The child knelt in the sand, crying until long after her mother’s flesh was burned from her body. When there was nothing but ash left, the child crawled to the ruins, gathering up handfuls of the ash and holding them as she cried. She found a large shell near by, and began to shovel the ashes into with her hands; when it was full she would walk to the ocean and carefully dump the ashes into the wind and the water before gathering up more.

Amid the ash and sand she found her mother’s circlet, the strange metal mostly unharmed by the intense fires. The child held it to her chest and cried for a very long time before continuing, though after some time she was no longer alone – the Halflings of Bobick brought their own shells to the ashes, and helped her take them down to the sea in silence.

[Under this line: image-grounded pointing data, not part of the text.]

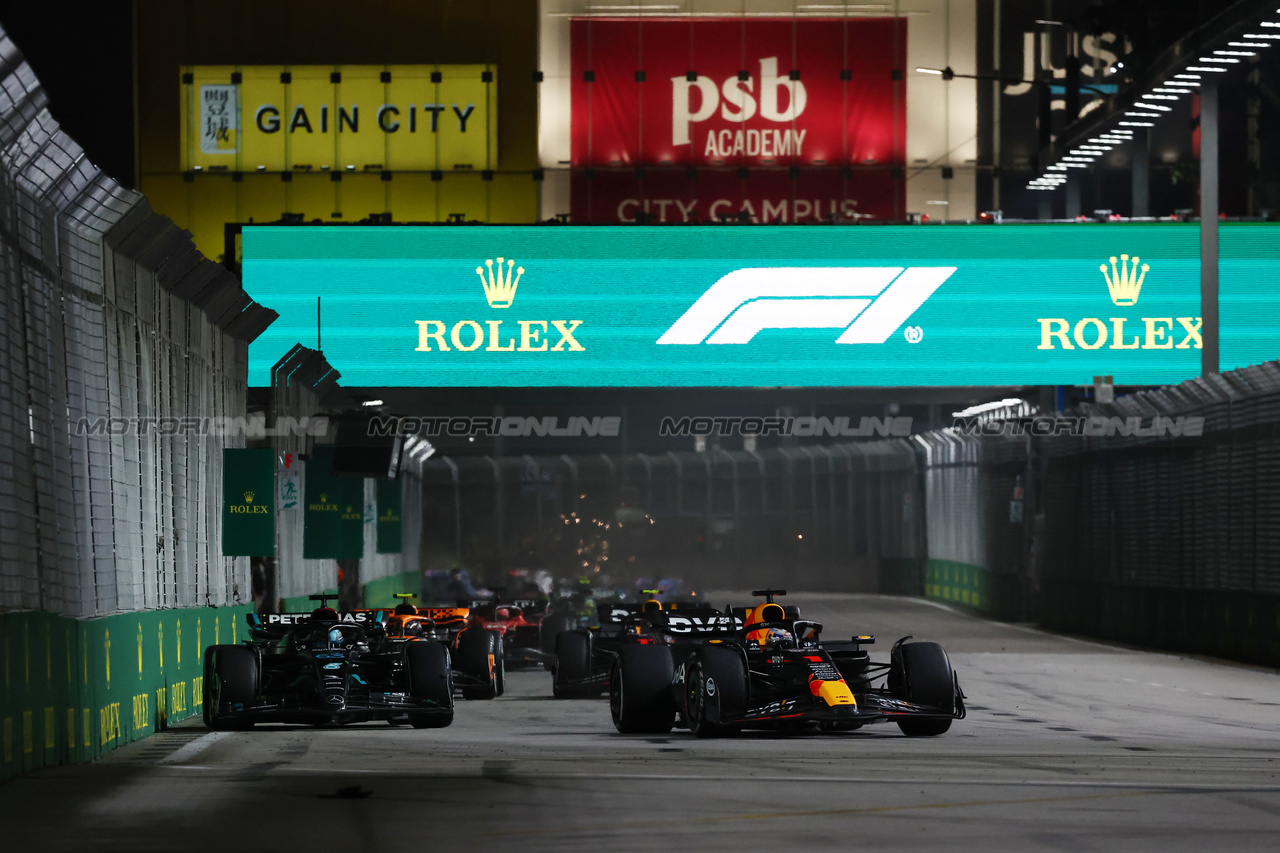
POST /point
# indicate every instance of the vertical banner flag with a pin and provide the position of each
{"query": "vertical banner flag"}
(248, 488)
(334, 519)
(814, 110)
(388, 516)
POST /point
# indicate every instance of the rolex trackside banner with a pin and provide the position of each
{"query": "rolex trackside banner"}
(248, 502)
(705, 305)
(334, 510)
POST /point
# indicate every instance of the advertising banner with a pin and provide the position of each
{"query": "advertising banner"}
(810, 108)
(248, 515)
(752, 92)
(334, 506)
(769, 305)
(388, 516)
(280, 118)
(764, 196)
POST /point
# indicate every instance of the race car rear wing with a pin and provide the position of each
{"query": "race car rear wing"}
(700, 621)
(359, 617)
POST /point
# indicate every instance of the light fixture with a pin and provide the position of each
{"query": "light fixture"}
(984, 407)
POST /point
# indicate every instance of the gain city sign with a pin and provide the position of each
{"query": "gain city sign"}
(702, 306)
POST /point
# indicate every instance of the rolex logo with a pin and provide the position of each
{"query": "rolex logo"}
(1127, 283)
(499, 290)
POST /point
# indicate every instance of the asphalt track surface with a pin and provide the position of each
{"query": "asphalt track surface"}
(1069, 746)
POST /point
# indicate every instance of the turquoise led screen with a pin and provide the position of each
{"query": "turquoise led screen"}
(722, 305)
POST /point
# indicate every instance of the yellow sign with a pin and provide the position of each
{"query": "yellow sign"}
(339, 118)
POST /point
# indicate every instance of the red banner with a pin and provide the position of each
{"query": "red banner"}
(659, 196)
(763, 92)
(809, 108)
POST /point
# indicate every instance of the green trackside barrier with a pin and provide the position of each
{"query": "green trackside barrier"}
(1232, 624)
(382, 592)
(76, 689)
(959, 583)
(901, 576)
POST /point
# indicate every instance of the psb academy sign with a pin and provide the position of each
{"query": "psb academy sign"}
(760, 306)
(243, 118)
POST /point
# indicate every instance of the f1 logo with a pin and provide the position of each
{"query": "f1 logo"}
(868, 302)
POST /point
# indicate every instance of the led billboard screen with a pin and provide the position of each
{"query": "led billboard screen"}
(449, 306)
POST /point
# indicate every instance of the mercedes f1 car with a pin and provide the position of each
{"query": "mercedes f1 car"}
(762, 667)
(475, 652)
(327, 667)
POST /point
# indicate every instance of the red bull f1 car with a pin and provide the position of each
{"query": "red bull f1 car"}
(764, 667)
(327, 667)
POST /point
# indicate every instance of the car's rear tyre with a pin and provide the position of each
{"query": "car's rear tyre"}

"Was it the right thing to do?"

There was a long moment of silence in the marble hall before a beautifully resonate voice replied, "Yes."

Silence descended upon the hall, deafening in its own right. The pair of beautiful woman walked slowly, the whispering of their long skirts the only sound. For a long moment in Time, they walked, the hall seeming to stretch into eternity, until finally they stopped and faced each other.

"It is only fair, yes?" the first asked. "That we give a life without our interference?"

"I would think so, yes. And since we are making an exodus," the resonate voice replied, "there shall be no interference from anyone. But was it necessary to destroy the memories?"

Another long silence descended the hall and the pair turned and walked forward again, marble column after marble column passing on either side of them. After some time, they stopped to speak to each other once more, turning to face one another in the impossibly long hall.

"It was, there would be no other way to entirely remove our influances," the first replied.

Nodding, they turned and continued their walk down the enternal hallways, the world of Norrath barely visible in the distance behind them, slowly fading away entirely.